Senate transparency moves — better than nothing (and House)
The Massachusetts Senate stepped gingerly into the digital age last week. And when the chamber arrived in the future, or at least a version of the future from several years ago, it was greeted, by the Herald editorial page, with impatience and sarcastic quotation marks.
The Senate clerk will now begin posting roll call votes online, within 48 hours of the vote. The Senate also pushed a rule requiring the public posting of committee votes. These are huge deviations from the cloistered way Beacon Hill normally does business. That fact — that the online publishing of basic information isn’t already standard procedure — provides the Herald with a springboard for damning the Legislature with faint praise.
“That lawmakers on Beacon Hill even had to debate how quickly they should be required to post roll call votes on the Internet,” the paper writes, “is a sad statement about so-called transparency on Beacon Hill — as well as the glacial pace of bureaucratic ‘progress.’ It’s 2013, people.” With a bit of a lighter touch, the Herald allows that, while the Senate’s 48-hour vote-posting window is “hardly the instant gratification that the public deserves — and that technology certainly enables — [it’s] better than nothing.”

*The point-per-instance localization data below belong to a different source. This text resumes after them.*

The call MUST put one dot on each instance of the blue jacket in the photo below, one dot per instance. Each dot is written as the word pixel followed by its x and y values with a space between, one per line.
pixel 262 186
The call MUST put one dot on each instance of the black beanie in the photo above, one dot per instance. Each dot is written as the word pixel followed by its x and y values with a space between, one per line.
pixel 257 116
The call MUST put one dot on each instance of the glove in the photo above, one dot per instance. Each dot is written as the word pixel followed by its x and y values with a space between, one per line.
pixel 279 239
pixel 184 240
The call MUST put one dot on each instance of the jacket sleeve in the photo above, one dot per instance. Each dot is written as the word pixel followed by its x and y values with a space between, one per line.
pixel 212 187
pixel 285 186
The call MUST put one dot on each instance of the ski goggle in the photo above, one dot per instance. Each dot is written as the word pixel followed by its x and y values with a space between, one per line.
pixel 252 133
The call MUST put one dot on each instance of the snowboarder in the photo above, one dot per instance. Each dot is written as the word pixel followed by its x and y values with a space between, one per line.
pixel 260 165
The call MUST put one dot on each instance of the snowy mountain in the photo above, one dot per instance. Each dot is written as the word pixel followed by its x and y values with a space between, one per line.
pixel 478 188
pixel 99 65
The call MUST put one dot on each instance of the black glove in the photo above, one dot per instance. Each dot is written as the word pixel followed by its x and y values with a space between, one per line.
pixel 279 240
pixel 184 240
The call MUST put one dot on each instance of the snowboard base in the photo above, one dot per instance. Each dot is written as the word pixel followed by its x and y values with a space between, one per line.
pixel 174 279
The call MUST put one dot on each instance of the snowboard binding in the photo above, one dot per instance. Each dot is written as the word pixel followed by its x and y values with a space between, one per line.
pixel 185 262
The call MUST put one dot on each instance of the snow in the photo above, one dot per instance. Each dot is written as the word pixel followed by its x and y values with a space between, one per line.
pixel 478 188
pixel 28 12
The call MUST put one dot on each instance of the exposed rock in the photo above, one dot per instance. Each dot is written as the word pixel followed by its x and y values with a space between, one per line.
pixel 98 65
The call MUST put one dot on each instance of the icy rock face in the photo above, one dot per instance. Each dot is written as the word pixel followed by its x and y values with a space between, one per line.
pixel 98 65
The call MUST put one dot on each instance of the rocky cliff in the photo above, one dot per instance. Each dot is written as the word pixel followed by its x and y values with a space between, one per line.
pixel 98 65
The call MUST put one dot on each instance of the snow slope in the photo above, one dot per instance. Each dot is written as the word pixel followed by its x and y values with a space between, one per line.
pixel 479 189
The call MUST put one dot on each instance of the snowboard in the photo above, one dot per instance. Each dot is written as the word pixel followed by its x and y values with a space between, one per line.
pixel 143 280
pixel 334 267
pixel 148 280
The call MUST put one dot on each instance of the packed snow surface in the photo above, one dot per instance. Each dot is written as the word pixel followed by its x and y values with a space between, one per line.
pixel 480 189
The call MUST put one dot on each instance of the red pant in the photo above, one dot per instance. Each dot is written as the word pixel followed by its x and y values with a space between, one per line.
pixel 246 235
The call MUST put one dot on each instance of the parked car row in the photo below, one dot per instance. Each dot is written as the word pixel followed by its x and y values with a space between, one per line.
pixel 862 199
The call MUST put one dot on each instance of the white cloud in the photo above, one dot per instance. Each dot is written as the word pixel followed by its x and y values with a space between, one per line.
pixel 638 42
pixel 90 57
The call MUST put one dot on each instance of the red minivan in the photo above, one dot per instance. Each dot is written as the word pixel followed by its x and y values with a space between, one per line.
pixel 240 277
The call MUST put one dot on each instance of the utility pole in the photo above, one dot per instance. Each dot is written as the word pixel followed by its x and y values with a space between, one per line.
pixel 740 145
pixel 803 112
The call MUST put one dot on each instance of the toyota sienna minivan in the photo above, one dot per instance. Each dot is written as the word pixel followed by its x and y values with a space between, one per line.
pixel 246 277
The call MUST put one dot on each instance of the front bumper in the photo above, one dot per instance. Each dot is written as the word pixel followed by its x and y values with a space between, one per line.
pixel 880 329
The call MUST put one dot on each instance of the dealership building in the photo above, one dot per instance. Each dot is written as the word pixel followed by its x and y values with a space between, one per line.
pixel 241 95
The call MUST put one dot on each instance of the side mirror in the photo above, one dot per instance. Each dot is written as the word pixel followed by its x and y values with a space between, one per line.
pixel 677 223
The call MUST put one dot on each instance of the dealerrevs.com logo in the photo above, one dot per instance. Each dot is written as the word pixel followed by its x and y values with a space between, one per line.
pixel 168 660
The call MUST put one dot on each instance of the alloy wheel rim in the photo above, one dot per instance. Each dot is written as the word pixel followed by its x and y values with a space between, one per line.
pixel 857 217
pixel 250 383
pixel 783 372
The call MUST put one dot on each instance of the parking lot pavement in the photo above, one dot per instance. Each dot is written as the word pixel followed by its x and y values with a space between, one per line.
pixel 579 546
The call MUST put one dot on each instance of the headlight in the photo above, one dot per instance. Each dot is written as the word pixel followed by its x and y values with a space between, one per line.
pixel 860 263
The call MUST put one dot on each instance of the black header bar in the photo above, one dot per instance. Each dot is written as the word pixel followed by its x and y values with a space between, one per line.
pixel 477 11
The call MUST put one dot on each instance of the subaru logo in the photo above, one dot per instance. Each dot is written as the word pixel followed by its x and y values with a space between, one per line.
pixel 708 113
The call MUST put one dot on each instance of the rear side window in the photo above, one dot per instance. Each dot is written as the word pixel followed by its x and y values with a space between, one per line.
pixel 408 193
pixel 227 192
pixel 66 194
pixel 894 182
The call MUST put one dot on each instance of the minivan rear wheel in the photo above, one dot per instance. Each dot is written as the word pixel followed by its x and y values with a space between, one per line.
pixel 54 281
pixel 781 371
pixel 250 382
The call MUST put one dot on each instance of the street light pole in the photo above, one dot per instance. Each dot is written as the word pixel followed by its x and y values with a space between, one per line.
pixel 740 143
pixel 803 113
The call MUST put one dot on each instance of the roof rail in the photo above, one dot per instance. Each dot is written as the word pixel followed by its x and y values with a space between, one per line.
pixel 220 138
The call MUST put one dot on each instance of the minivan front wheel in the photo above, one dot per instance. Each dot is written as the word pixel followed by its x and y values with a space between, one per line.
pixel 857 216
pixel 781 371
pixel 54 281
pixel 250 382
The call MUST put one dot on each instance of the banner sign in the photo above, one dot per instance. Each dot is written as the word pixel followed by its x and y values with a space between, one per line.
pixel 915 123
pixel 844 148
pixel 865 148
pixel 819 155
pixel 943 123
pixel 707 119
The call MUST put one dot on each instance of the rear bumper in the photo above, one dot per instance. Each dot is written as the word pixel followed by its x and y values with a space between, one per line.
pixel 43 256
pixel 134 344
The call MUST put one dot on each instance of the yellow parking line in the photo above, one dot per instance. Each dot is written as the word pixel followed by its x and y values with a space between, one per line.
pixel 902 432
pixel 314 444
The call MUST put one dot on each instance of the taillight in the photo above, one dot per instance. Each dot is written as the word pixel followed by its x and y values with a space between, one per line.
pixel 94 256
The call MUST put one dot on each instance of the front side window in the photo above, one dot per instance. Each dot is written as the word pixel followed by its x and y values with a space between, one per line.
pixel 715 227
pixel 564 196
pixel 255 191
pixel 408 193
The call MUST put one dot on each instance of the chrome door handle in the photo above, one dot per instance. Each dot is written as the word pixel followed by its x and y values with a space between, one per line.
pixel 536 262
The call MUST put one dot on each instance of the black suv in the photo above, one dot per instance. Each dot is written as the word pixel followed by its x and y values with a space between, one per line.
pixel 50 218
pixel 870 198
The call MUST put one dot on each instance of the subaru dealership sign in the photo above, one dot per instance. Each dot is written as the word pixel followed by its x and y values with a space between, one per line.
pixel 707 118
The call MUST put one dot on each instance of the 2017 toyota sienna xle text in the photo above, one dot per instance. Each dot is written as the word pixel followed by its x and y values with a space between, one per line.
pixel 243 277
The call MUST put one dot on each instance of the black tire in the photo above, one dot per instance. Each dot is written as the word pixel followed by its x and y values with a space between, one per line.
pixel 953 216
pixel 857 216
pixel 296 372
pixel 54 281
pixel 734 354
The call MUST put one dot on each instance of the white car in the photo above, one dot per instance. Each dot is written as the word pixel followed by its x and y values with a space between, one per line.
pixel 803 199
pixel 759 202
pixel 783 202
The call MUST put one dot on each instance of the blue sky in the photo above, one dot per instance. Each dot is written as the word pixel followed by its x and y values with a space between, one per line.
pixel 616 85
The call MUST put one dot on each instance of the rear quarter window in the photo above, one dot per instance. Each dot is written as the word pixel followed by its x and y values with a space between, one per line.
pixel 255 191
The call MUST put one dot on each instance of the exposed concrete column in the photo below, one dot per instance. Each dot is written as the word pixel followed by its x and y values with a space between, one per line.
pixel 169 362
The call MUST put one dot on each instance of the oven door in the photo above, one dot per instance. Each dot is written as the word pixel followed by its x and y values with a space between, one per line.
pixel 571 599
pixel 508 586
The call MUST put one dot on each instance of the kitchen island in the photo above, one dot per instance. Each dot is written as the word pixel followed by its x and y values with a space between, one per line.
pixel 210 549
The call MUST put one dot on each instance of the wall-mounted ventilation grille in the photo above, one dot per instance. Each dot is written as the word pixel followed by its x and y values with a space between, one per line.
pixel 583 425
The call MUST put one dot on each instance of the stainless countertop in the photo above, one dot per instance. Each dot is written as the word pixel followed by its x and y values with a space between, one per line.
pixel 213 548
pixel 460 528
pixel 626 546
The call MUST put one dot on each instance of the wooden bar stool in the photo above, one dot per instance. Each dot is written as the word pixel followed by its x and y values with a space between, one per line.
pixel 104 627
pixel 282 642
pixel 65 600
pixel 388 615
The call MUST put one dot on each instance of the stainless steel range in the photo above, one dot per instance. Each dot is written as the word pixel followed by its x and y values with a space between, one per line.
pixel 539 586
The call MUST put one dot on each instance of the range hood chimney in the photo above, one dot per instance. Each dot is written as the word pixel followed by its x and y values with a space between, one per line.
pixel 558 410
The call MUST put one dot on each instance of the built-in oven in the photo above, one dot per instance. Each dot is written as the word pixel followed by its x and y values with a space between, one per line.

The Herald contrasts the Senate’s small steps on transparency with those of the House, which rejected them two weeks ago, along with a raft of other Republican-sponsored rules changes. CommonWealth took up those proposed rules two weeks ago. Some were aimed at raising the bar on new spending and new taxes, but the bulk of the GOP’s rules proposals were basic good-government measures that tried to open up a closed legislative process to back bench lawmakers and the public outside Beacon Hill.
Every one failed, not because they were necessarily flawed proposals, but because they represented a direct challenge to the increasingly top-down nature of lawmaking on Beacon Hill. CommonWealth’s spring 2012 issue dissected this top-down shift, documenting the marked decline in debate, the streamlining of committee work, and the concentration of power in the hands of a few powerful legislative leaders. The Senate’s transparency moves last week will provide a small window into this new way of doing business. The House will still make its sausage out of sight.